OUA (Unione degli Stati Africani), l’incompiuta
Sorta sotto la spinta della decolonizzazione e del panafricanismo, l’Organizzazione per l’unità africana è stata una realtà intergovernativa, preoccupata di salvaguardare sovranità, integrità territoriale e indipendenza dei suoi stati membri. Ma incapace di gestire crisi, guerre civili e di difendere i diritti umani.
_di Paolo De Stefani_
Il 25 maggio del 1963, nel mezzo del processo di decolonizzazione che aveva investito l’Africa con la formazione di decine di nuovi stati indipendenti nel giro di pochi anni, si costituiva ad Addis Abeba l’Organizzazione per l’unità africana (Oua). Sono tre i fattori di forza che all’epoca premevano nella direzione della creazione di un’organizzazione internazionale regionale di questo tipo. In primo luogo, appunto, l’onda lunga e rivoluzionaria della decolonizzazione: il riconoscimento del diritto dei popoli all’autodeterminazione come pietra angolare del nuovo assetto internazionale nato dopo il collasso europeo della seconda guerra mondiale. La seconda carica di energia veniva dal panafricanismo, un movimento politico, culturale e ideologico che ambiva a riunire i popoli africani e della diaspora africana nell’affermazione di un’identità da far valere anche nella sfera internazionale. Infine, condizionava tale sviluppo l’autorità morale e politica esercitata dalle Nazioni Unite. La nuova organizzazione doveva essere un’esemplare “organizzazione regionale” ai sensi dell’art. 53 della Carta dell’Onu, in grado di collaborare con l’organizzazione universale e con il suo Consiglio di sicurezza al perseguimento degli obiettivi comuni di pace, sicurezza, sviluppo e tutela dei diritti umani. La stessa denominazione della nuova entità internazionale segnala la sua affinità con l’Onu.

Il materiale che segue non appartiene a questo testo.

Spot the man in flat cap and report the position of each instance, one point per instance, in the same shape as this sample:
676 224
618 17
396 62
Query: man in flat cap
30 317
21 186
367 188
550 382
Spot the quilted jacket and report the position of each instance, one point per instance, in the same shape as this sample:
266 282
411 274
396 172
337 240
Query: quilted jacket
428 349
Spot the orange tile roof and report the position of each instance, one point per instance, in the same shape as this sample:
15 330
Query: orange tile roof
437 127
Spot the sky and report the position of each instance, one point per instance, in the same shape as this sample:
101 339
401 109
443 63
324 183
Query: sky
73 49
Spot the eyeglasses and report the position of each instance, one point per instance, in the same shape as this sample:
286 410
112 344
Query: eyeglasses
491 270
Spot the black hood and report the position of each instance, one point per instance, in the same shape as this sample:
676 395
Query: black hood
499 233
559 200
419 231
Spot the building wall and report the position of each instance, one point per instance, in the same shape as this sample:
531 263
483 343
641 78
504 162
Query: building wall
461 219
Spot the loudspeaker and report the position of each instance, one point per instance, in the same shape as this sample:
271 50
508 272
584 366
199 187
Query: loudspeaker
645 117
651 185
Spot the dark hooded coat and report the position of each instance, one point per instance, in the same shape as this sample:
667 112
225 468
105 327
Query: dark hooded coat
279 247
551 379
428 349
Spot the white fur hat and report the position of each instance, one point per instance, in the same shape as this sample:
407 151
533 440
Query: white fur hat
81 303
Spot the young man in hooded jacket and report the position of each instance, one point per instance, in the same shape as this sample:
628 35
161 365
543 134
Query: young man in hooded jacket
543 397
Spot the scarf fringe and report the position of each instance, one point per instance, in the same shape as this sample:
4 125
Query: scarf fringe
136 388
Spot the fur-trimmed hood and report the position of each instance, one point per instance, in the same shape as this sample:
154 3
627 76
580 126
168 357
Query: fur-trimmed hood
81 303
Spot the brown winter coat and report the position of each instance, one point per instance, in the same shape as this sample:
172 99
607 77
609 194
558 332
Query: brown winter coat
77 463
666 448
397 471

Queste forze politiche e ideali hanno trovato tuttavia limitata espressione nell’Atto istitutivo dell’Oua. Forse ha pesato la scarsa dimestichezza dei leader politici africani dell’epoca con il fenomeno dell’organizzazione internazionale. Non va dimenticato che la presenza dell’Africa nella “comunità internazionale” era stata pressoché nulla fino a quel momento. Ha contato naturalmente l’attenzione che in quegli anni prioritariamente doveva essere prestata alle esigenze interne dei nuovi, fragilissimi stati.
Il risultato è che tra il modello di organizzazione internazionale fornito – già all’epoca – dall’Europa (una “comunità” votata all’integrazione tra i suoi membri, attraverso un percorso “funzionalista” di progressivo superamento delle sovranità nazionali) e il modello dell’Onu (un “forum” tra stati sovrani, privo di poteri sovranazionali), la scelta è andata certamente verso la seconda opzione. L’Oua nasce sostanzialmente come una struttura volta a preservare quanto gli stati africani avevano acquisito: l’indipendenza politica, in primo luogo, e il ripudio degli apparati istituzionali e ideologici colonialisti e segregazionisti che avevano avvelenato il continente per secoli.

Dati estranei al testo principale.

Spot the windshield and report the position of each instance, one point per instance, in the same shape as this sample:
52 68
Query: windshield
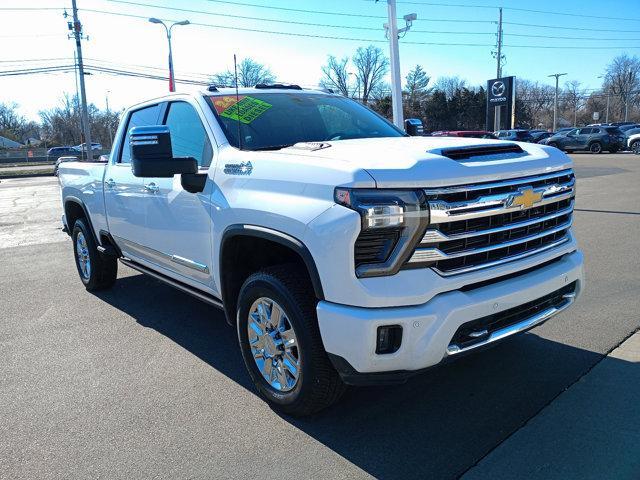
270 121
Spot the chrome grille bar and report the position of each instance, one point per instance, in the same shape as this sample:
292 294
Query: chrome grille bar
443 212
487 224
434 254
436 236
500 184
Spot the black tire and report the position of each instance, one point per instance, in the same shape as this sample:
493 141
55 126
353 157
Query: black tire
595 147
318 384
103 270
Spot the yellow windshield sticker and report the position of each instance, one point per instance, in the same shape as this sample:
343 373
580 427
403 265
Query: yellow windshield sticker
245 111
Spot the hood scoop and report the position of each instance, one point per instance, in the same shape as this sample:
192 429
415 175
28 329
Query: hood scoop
311 146
483 153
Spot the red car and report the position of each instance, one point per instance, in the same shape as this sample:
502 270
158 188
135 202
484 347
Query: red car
464 133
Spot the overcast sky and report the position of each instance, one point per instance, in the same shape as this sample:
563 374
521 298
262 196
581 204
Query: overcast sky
126 42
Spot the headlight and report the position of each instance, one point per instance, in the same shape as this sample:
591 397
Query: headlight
392 224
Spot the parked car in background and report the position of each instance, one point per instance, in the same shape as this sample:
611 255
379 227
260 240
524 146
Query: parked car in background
539 135
60 160
633 140
621 124
514 135
465 133
592 139
83 146
56 152
626 128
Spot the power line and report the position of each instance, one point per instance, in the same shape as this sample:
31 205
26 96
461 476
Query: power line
570 28
368 40
18 9
518 9
203 12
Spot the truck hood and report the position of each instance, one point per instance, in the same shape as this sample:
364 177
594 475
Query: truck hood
410 162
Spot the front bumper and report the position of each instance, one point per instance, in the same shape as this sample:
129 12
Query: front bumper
349 333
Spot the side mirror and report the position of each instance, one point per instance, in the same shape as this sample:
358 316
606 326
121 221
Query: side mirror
152 156
414 127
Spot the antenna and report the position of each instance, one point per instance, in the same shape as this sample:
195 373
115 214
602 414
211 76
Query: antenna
235 70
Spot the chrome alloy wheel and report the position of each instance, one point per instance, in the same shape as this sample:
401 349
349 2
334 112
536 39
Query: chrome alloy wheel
82 252
273 344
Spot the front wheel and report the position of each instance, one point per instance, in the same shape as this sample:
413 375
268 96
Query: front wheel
96 271
281 344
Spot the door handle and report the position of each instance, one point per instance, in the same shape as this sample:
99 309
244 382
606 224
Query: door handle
151 187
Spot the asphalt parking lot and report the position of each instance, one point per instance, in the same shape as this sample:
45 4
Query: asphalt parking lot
143 381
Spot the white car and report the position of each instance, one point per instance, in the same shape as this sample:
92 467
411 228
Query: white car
340 249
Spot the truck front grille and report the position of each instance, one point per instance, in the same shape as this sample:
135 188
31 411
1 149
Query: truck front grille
482 225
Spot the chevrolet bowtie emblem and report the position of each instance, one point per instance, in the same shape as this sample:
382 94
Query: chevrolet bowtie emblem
525 198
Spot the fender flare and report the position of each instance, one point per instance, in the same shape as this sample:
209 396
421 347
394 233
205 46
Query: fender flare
279 237
76 200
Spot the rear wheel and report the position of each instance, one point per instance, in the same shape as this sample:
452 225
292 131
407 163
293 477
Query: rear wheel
96 271
281 344
595 147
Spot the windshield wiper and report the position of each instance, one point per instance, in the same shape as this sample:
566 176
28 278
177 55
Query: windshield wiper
272 147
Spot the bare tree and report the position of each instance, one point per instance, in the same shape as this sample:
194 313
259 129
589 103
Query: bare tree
623 80
417 84
12 123
336 77
250 73
573 99
371 66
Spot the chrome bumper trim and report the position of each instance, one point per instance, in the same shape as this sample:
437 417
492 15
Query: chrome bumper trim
523 325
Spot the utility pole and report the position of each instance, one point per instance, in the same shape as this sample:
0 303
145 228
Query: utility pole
106 101
393 33
555 99
497 123
77 33
626 97
608 91
394 49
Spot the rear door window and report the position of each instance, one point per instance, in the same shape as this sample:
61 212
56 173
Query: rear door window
188 136
144 117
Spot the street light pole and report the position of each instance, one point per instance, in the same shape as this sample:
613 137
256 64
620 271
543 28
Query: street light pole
396 83
555 100
172 84
77 34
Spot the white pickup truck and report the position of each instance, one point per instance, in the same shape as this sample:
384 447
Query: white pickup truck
342 250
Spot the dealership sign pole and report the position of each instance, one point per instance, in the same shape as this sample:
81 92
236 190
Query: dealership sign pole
501 93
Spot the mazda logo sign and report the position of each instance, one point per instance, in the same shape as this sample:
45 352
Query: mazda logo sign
498 88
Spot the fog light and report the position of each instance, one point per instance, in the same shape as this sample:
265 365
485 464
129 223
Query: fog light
389 339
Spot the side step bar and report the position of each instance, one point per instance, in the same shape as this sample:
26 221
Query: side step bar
210 299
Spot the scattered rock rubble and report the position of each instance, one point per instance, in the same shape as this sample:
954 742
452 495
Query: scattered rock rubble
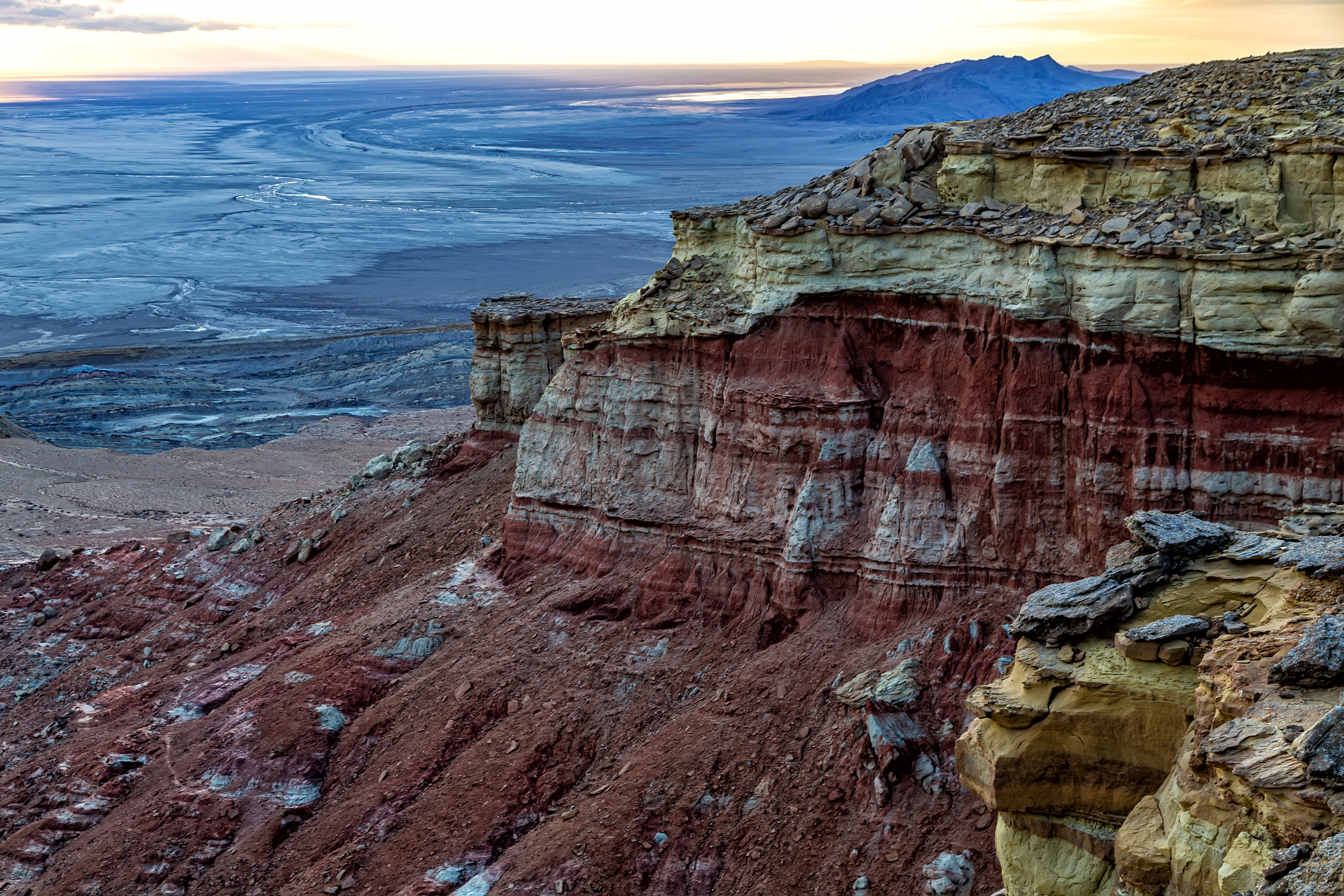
1195 737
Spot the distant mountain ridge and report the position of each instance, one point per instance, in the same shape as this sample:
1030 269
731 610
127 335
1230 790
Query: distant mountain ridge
953 91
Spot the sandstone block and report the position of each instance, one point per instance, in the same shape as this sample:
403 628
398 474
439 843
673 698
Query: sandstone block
1318 660
1142 855
1011 707
1145 651
921 195
1174 653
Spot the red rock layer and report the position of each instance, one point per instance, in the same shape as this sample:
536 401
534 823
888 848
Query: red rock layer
392 715
916 459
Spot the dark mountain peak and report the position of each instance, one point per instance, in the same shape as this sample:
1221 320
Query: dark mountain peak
955 91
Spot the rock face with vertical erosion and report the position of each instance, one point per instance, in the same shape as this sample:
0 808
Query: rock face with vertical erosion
959 401
519 346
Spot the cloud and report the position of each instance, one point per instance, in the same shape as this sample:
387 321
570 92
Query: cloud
83 17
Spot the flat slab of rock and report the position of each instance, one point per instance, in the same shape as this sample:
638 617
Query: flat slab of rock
895 686
1322 747
1169 629
1316 554
1007 706
1179 534
1318 660
1073 610
1250 547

Il primo e fondamentale atto politico dell’Oua fu, in effetti, la dichiarazione del Cairo del luglio 1964, con cui venne affermato l’impegno a non modificare le frontiere ereditate dal colonialismo. Il principio “uti possidetis” sarà strenuamente difeso dall’Oua e anche dalla successiva Unione africana, fino ad anni recentissimi. Del resto, il processo di decolonizzazione era ancora in corso: nel 1963 gli stati africani indipendenti che potevano accedere all’Oua erano 32. Oggi sono 54 – nel frattempo c’è stato il ritiro del Marocco (1984), irritato per l’ingresso accordato alla Repubblica araba sahrawi democratica (Sahara Occidentale), defezione compensata con l’ingresso dell’Eritrea, prima, indipendente dall’Etiopia dal 1993, e del Sud Sudan, poi, indipendente dal 2011.